M+E Daily

Investment and Innovation in Ebooks Continue Despite Discounting

When the U.S. Department of Justice brought its lawsuit against Apple and five leading publishers in April, charging them with conspiring illegally to raise ebook prices by forcing retailers to accept so-called agency pricing, many critics claimed the government’s action would actually harm competition in the ebook market and suppress innovation in the business.

Under agency pricing, ebook sales between publishers and retailers were structured as licenses, which allowed the publishers to set the price consumers paid while the retailer received a percentage commission on each sale. The system was largely designed, the government charged, to prevent the sort of deep discounting of ebooks that Amazon.com had pursued since introducing the Kindle. Higher prices, the government’s critics argued, would allow other retailers to compete fairly with Amazon, which in turn would attract investment into a still-nascent business.
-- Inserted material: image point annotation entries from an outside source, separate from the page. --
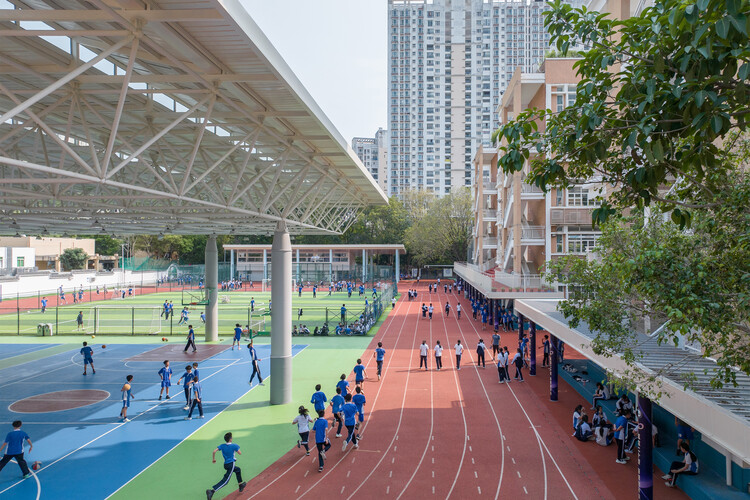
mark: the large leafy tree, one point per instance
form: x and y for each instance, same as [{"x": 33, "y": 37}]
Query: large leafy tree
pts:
[
  {"x": 73, "y": 258},
  {"x": 440, "y": 233},
  {"x": 661, "y": 116}
]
When three of the five publishers agreed in August to settle with the government and abandon agency pricing, many of those same critics filed comments with the court urging it to reject the proposed agreement. They pointed to Microsoft’s $300 million investment in an ebook venture with Barnes & Nobel and Google’s introduction of the Nexus 7 tablet as a means of spurring ebook sales, both of which occurred after agency pricing was introduced, as evidence of its beneficial effects. Without the higher profit margins on ebooks made possible by the publisher-enforced higher prices, they claimed, those investments might not have been made.

The judge approved the settlement anyway. And what has been its effect on competition and investment in the ebook market? Not much.

On Tuesday, Barry Diller’s IAC/InterActiveCorp announced it is pouring $20 million into a new e-publishing venture called Brightline in partnership with Hollywood producer Scott Rudin. Brightline will in turn partner with Brooklyn-based indie publisher The Atavist to begin publishing non-fiction ebooks, expanding eventually into other platforms, including print.

Amazon, meanwhile, quickly resumed its discounting ways, dropping the price of HarperCollins titles to $9.95 in the Kindle Store, as they were before the agency pricing conspiracy. Apple quickly moved to match Amazon’s aggressive pricing.

For now at least, investment and competition seem alive and well in the ebook market, despite the death of agency pricing.